President Bush described the recent wedding of his daughter Jenna as “spectacular.” The standard for spectacular has changed over the years, but it is safe to say that one of the most spectacular White House weddings ever occurred on this date in 1874.
It was the wedding of Nellie Grant, the only daughter of President Ulysses S. Grant. The president spared no expense. The wedding dress cost $5,000, according to some reports, which by today's figures would likely need a couple digits added.
President Grant often showed disdain for formal social events. But his wife, Julia, had a flair for entertaining that surpassed anything that had previously been seen in the White House. No matter how uncomfortable Grant himself was, the White House during his administration set the standard for grand entertaining.
Nellie Grant's wedding was a morning ceremony. Afterward the guests were served what was called a breakfast. The menu consisted of soft-shell crabs on toast; mushroom and crab cakes in a cream sauce; chicken croquettes with green peas; woodcocks and snipes on toast; broiled spring chicken; lamb chops with tartar sauce; beef tongue in aspic; salad with a mayonnaise dressing; and wedding cake. The items were served as separate courses. After the wedding cake, guests had a choice of 14 other desserts and Roman Punch. I doubt that anyone left hungry.
Roman Punch was kind of like a slushy or sorbet mixed with alcohol. It was commonly used as a palate refresher or light summer dessert. In the administration of Rutherford B. Hayes, which followed Grant's, Roman Punch was banned from the White House. The Hayes family introduced Prohibition to the White House. Their idea of party refreshments was far different from the free-flowing bottles associated with the Grant presidency.

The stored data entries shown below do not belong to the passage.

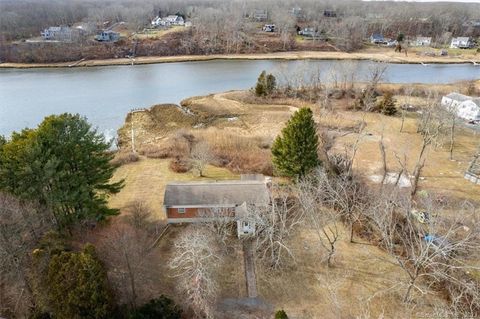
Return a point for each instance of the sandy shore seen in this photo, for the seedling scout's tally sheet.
(380, 55)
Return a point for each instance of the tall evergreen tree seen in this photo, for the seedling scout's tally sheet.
(295, 150)
(266, 84)
(260, 88)
(387, 105)
(65, 165)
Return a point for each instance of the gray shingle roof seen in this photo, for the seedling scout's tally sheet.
(224, 193)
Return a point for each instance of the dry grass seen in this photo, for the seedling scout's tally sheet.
(440, 174)
(122, 158)
(374, 54)
(358, 283)
(145, 181)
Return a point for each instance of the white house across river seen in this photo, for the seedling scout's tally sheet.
(466, 107)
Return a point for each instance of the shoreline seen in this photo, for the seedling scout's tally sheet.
(388, 57)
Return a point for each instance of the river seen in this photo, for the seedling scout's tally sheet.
(106, 94)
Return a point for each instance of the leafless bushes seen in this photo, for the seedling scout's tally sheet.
(21, 226)
(240, 154)
(195, 263)
(126, 248)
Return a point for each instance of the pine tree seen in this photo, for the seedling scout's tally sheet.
(295, 150)
(260, 88)
(65, 165)
(387, 105)
(266, 84)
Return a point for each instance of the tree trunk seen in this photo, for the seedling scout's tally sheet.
(452, 138)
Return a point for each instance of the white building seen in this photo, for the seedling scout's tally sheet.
(423, 41)
(57, 33)
(461, 43)
(168, 21)
(464, 106)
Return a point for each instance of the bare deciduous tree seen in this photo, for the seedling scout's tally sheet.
(274, 226)
(428, 248)
(195, 262)
(126, 249)
(21, 227)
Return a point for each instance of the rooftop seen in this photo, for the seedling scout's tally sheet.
(230, 193)
(461, 98)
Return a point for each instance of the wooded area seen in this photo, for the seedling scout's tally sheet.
(223, 26)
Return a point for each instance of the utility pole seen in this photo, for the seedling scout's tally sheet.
(133, 135)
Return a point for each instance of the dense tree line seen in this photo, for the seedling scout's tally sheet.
(223, 26)
(64, 166)
(54, 179)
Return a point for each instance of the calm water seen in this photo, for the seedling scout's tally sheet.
(105, 94)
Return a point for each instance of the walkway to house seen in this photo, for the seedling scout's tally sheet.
(249, 261)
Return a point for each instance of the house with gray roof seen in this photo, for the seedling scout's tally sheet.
(200, 201)
(61, 33)
(462, 43)
(466, 107)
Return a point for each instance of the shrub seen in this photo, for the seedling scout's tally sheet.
(160, 308)
(281, 314)
(152, 151)
(180, 165)
(124, 158)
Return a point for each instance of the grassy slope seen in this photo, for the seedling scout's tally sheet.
(145, 181)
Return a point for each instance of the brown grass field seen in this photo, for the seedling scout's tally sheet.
(364, 281)
(371, 53)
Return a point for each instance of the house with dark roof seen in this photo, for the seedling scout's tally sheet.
(201, 201)
(377, 38)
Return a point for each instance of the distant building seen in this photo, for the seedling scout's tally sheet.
(462, 43)
(107, 36)
(191, 202)
(308, 32)
(269, 28)
(466, 107)
(260, 15)
(57, 33)
(377, 38)
(167, 21)
(423, 41)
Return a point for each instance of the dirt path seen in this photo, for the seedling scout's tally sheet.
(250, 276)
(384, 55)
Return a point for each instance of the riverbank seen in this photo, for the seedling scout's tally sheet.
(382, 55)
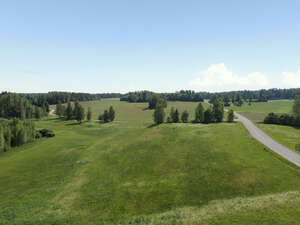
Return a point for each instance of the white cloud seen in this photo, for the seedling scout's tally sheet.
(218, 78)
(291, 80)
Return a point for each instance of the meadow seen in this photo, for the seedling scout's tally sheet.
(286, 135)
(131, 172)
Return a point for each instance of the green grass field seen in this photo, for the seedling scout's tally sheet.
(129, 172)
(276, 106)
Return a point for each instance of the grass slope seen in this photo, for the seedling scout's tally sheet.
(128, 172)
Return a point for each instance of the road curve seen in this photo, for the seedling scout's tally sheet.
(263, 138)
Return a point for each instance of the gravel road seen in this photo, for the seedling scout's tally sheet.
(262, 137)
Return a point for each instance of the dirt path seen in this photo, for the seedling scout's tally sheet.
(263, 138)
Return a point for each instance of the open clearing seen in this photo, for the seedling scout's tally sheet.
(129, 172)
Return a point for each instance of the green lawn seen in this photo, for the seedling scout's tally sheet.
(129, 172)
(286, 135)
(276, 106)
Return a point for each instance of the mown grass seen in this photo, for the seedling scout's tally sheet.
(128, 172)
(276, 106)
(286, 135)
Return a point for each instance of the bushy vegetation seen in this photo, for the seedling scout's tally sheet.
(15, 132)
(17, 106)
(53, 98)
(214, 114)
(108, 115)
(70, 112)
(128, 173)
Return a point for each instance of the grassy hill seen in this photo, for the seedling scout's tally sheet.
(129, 172)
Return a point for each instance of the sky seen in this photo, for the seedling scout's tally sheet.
(100, 46)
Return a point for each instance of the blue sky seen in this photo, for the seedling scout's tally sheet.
(120, 46)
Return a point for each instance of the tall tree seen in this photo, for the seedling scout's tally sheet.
(199, 113)
(230, 116)
(2, 141)
(296, 106)
(218, 110)
(185, 116)
(159, 114)
(111, 113)
(69, 111)
(105, 116)
(59, 109)
(89, 114)
(208, 116)
(80, 115)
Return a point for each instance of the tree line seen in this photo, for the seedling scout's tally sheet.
(213, 114)
(77, 112)
(286, 119)
(15, 132)
(53, 98)
(17, 106)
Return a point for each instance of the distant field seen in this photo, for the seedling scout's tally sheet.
(129, 172)
(276, 106)
(286, 135)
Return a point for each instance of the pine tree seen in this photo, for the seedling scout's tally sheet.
(185, 116)
(176, 116)
(38, 113)
(208, 116)
(230, 116)
(296, 106)
(106, 116)
(80, 115)
(199, 113)
(111, 113)
(1, 139)
(89, 114)
(69, 111)
(159, 114)
(218, 110)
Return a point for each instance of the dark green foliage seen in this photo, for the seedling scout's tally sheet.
(296, 107)
(218, 110)
(226, 100)
(185, 116)
(80, 114)
(89, 114)
(105, 116)
(209, 116)
(111, 114)
(174, 115)
(169, 120)
(230, 116)
(60, 109)
(69, 111)
(155, 100)
(199, 113)
(37, 112)
(238, 101)
(15, 132)
(159, 114)
(284, 119)
(52, 98)
(17, 106)
(108, 115)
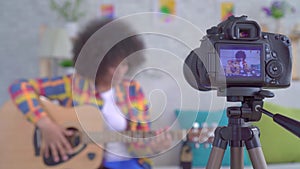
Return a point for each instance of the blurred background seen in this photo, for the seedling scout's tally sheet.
(36, 39)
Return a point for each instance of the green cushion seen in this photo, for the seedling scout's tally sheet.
(278, 144)
(201, 153)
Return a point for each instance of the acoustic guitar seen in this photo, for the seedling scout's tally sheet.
(21, 143)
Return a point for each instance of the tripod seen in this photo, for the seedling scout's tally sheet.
(239, 133)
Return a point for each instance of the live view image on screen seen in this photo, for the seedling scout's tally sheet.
(241, 61)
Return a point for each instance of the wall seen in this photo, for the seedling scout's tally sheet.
(168, 45)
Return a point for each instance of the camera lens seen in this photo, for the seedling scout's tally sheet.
(274, 68)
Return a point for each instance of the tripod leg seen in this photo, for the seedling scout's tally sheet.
(215, 158)
(255, 152)
(236, 158)
(257, 158)
(217, 152)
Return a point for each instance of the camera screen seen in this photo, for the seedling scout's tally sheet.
(241, 60)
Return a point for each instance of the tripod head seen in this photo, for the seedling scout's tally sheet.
(252, 107)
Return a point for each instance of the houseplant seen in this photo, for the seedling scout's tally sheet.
(70, 11)
(278, 10)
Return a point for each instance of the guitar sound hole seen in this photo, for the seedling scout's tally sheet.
(74, 139)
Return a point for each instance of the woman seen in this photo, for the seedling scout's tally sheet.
(98, 81)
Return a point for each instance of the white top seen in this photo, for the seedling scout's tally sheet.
(115, 121)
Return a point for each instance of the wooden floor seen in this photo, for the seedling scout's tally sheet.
(273, 166)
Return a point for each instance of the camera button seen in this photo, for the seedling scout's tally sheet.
(267, 49)
(274, 54)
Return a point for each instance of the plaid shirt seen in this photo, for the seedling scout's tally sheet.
(73, 91)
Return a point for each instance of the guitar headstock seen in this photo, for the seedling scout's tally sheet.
(203, 134)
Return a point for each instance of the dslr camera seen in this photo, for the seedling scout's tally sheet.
(235, 53)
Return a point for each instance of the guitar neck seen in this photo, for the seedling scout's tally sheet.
(128, 136)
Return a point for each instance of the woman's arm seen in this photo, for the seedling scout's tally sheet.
(25, 94)
(158, 142)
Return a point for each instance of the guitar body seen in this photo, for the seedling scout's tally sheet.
(16, 141)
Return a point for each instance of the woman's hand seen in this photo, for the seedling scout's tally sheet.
(54, 138)
(162, 141)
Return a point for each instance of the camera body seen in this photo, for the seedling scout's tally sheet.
(236, 53)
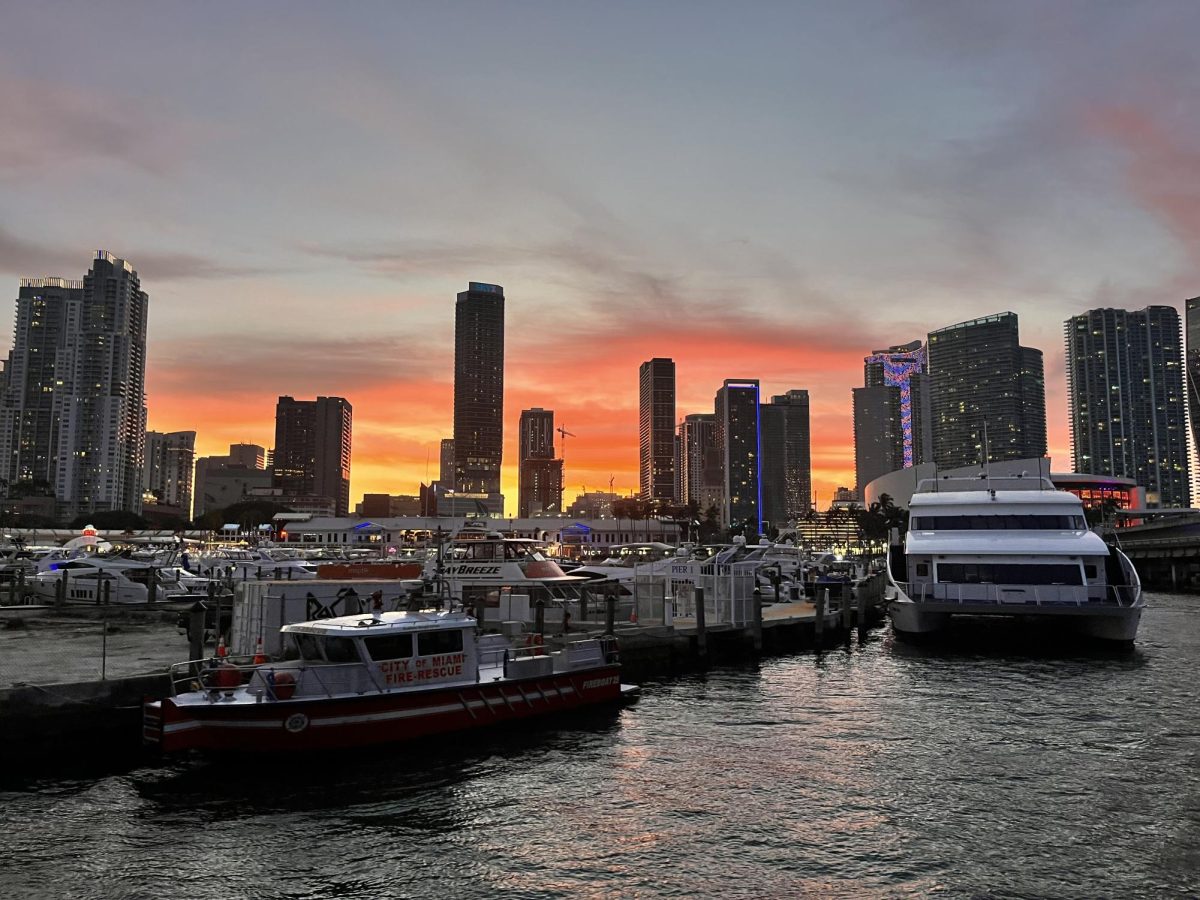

My version of Roman Punch is more quickly and easily prepared than the original version. Roman Punch can be made with many kinds of fruit. It is especially refreshing for summer entertaining.
Roman Punch
20 (1/2-cup) servings
3 cups frozen unsweetened peach slices
2 cups white grape juice
1/4 cup peach brandy, peach schnapps or orange liqueur (or more to taste)
4 cups dry white wine or champagne, chilled
Combine the peaches, grape juice and brandy in a blender or food processor. Process until smooth. Transfer to a pitcher or bowl and stir in the wine. Serve immediately while slushy.